The monocoque fuselage permitted the fuselage’s skin or shell, rather than the aircraft’s frame, to carry the loads and stresses of flight. In the matter of fuselages, most of the early structures before and a few years after the Wright Brothers’ first successful airplane flight were simply kite-like frames designed to hold together the various components of the airplane. By 1912, however, engine power was increasing, along with speeds, altitudes and maneuverability – all creating greater loads on the fuselage. In that year a great innovation appeared – the so-called monocoque structure. “Monocoque”, from the Greek monos and the French coque, means “single shell”.  In the pure monocoque structure, there is no internal bracing; the shell bears all the loads and because it is in the basic shape of a tube, it has enormous strength. In later years this approach was modified to the semimonocoque design, which had stiffeners running the length of the fuselage. Engineers also used the term “stressed skin” construction because even though there is internal bracing, the skin bears most of the flight loads.

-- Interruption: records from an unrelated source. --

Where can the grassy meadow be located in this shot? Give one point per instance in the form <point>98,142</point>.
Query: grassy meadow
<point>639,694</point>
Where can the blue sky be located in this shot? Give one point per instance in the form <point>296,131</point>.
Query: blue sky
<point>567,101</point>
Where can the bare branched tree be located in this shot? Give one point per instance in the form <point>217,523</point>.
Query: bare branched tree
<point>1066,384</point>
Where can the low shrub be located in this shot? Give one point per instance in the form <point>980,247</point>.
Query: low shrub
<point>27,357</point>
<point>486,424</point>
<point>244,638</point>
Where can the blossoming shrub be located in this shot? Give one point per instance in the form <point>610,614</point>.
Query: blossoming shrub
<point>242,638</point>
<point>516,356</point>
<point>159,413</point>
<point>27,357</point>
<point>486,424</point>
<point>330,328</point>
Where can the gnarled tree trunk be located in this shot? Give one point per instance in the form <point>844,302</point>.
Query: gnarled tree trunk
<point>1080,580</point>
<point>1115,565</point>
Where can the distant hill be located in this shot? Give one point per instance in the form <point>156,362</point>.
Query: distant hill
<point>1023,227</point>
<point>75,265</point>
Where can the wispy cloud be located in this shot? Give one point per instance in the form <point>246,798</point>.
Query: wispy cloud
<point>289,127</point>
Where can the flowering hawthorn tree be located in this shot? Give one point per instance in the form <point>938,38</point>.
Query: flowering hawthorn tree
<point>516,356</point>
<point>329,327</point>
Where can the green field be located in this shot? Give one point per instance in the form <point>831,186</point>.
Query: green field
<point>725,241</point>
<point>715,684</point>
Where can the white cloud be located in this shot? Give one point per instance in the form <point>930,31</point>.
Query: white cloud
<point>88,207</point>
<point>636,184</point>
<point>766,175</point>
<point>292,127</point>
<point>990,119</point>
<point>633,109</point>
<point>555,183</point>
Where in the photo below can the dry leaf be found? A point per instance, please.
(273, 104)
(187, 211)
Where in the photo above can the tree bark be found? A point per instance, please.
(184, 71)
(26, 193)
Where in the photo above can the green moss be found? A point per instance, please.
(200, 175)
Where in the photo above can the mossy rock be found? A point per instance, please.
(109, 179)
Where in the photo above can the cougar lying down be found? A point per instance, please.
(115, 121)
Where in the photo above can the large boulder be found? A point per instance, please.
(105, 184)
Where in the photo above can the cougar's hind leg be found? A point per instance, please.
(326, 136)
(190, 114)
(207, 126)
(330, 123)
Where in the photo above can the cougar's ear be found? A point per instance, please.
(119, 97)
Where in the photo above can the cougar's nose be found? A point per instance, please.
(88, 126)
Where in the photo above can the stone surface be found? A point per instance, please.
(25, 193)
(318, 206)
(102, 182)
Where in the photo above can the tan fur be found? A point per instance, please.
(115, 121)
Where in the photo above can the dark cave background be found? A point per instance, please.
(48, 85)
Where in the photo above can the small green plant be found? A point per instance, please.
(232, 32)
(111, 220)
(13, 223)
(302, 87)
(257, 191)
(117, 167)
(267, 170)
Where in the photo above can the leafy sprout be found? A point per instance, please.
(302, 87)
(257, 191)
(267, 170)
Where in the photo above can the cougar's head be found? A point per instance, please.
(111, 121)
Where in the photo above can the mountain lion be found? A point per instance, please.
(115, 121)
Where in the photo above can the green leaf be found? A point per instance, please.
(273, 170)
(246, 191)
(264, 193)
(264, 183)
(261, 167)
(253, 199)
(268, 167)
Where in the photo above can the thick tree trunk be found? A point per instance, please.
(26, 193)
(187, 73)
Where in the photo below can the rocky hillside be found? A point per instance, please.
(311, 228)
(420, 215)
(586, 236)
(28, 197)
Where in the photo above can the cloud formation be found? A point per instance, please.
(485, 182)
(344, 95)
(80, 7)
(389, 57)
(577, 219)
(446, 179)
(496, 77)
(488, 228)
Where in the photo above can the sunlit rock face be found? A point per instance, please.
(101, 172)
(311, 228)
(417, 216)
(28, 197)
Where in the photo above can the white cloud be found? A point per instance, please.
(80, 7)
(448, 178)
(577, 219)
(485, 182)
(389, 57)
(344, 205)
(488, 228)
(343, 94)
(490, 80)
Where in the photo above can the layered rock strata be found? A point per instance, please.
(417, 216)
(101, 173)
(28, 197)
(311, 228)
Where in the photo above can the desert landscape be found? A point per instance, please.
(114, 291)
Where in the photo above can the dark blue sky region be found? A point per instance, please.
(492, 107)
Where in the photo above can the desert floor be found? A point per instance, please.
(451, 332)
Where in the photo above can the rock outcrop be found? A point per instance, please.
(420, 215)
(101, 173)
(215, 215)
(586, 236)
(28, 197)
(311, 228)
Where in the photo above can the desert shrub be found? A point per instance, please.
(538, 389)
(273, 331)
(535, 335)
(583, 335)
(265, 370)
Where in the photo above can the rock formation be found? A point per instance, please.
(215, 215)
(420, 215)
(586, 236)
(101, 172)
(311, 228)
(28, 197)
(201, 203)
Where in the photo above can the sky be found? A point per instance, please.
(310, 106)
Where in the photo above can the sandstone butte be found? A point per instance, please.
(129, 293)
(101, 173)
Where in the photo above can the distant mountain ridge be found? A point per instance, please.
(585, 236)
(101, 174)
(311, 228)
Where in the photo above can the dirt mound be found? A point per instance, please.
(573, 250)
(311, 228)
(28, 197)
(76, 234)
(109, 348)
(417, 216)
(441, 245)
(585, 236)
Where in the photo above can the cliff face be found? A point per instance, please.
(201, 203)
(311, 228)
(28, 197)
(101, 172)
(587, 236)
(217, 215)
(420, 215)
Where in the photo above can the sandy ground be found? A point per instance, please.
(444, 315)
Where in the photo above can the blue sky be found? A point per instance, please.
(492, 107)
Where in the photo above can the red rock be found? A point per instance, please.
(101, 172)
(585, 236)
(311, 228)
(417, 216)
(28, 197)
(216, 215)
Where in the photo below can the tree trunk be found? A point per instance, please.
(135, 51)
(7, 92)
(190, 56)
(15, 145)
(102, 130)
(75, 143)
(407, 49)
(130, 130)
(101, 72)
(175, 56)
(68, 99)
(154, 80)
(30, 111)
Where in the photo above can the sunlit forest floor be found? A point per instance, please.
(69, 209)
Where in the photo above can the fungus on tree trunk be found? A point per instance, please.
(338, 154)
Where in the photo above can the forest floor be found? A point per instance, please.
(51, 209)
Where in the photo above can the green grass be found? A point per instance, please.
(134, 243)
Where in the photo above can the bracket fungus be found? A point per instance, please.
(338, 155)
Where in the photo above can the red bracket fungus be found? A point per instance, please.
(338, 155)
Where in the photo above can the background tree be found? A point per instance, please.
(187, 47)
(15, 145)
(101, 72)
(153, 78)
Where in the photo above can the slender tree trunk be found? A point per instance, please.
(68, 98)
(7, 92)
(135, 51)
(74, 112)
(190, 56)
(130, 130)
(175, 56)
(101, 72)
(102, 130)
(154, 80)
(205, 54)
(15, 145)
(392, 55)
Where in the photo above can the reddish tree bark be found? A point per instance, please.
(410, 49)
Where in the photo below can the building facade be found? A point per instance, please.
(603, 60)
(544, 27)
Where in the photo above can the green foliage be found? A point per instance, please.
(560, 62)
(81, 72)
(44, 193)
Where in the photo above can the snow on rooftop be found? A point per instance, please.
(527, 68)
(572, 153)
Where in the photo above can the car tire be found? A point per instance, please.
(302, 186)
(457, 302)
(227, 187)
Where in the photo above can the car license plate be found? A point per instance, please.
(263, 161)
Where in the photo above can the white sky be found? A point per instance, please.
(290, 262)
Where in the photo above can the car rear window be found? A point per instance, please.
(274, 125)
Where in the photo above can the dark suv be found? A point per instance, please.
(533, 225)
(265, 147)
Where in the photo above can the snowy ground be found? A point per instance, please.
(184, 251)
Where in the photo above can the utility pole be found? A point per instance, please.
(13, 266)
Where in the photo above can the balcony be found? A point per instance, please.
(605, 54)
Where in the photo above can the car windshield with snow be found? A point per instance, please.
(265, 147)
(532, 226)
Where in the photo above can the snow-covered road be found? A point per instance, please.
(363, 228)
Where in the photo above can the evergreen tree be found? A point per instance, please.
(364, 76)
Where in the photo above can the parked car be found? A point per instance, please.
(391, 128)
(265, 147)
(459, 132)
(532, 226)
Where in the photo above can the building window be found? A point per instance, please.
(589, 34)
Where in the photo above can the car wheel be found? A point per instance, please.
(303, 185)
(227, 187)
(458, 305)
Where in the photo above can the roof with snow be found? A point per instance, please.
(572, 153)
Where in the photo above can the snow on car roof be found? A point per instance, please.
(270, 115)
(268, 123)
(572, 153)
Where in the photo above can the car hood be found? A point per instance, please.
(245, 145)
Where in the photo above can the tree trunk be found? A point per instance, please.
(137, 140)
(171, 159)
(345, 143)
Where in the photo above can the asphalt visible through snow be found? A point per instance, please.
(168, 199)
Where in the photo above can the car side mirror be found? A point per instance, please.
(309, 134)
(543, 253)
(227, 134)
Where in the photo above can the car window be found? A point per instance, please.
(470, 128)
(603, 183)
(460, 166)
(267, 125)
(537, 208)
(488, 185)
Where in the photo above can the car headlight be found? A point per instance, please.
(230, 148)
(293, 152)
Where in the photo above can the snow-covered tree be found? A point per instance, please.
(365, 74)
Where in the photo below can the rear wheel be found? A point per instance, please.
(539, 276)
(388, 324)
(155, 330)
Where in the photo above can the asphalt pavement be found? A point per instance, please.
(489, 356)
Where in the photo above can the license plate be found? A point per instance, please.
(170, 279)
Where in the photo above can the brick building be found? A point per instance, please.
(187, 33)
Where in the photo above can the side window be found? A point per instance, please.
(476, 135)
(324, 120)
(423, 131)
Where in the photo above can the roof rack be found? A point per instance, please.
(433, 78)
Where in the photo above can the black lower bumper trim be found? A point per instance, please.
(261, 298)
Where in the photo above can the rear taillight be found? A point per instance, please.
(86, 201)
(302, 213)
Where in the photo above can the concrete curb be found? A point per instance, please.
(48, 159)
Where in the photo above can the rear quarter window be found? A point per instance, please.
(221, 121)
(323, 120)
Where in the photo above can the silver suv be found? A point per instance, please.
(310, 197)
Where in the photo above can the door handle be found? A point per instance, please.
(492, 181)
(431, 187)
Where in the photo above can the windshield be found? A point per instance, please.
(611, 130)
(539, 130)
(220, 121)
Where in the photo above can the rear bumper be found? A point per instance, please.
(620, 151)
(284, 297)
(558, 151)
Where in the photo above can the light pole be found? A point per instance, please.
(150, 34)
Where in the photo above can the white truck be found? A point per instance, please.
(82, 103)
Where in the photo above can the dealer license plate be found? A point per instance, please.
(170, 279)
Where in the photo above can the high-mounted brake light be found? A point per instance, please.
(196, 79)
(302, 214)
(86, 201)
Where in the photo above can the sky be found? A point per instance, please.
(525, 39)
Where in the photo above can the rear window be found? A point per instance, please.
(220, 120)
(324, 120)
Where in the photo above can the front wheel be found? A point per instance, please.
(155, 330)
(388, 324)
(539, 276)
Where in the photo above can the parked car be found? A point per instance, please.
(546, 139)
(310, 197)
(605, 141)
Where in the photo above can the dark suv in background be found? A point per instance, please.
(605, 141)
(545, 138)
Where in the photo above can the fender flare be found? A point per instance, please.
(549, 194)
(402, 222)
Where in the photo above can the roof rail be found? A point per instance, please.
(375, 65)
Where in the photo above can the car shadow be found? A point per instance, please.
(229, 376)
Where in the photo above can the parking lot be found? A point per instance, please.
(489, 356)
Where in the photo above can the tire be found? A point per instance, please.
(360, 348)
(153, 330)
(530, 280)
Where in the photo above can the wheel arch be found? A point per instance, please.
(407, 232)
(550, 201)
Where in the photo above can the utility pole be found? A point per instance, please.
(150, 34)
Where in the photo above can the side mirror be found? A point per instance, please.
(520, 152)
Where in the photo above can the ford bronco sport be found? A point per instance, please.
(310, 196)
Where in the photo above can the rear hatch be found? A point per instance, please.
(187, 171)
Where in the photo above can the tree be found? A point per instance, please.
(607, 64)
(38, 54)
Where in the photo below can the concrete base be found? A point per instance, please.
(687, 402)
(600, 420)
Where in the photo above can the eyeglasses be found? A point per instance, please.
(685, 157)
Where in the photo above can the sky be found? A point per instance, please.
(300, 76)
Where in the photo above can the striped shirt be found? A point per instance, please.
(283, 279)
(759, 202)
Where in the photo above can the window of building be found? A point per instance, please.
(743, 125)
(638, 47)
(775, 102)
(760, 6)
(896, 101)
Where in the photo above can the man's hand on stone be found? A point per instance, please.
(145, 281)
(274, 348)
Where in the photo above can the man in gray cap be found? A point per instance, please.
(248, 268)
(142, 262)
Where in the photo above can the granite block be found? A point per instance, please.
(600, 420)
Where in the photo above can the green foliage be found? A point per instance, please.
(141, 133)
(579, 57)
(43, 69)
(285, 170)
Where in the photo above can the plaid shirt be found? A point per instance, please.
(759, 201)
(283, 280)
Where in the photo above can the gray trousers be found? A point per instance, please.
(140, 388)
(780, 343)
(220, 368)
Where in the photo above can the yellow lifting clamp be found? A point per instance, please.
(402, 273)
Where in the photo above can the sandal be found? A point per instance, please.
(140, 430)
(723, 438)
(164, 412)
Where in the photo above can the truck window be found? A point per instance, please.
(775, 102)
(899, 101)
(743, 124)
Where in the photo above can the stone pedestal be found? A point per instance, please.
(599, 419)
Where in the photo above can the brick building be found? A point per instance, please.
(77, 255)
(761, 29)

The first application of monocoque construction came from the drawing board of a French designer M. L. Béchereau; the airplane itself was built of molded wood by the aircraft works of Jules Deperdussin, a famous plane maker of the time. The fuselage was molded in two halves, which were fitted together. In addition to structural strength, the rounded, streamlined shape provided an aerodynamic bonus in lower drag, and in Chicago on September 9, 1912, the Deperdussin monoplane set its first – and a new - world’s speed record of 108 miles per hour. And despite setting another world speed record in 1913, it wasn’t until 15 years later – around the late 1920s – that the monocoque fuselage construction became universally accepted as a standard principle in aircraft construction.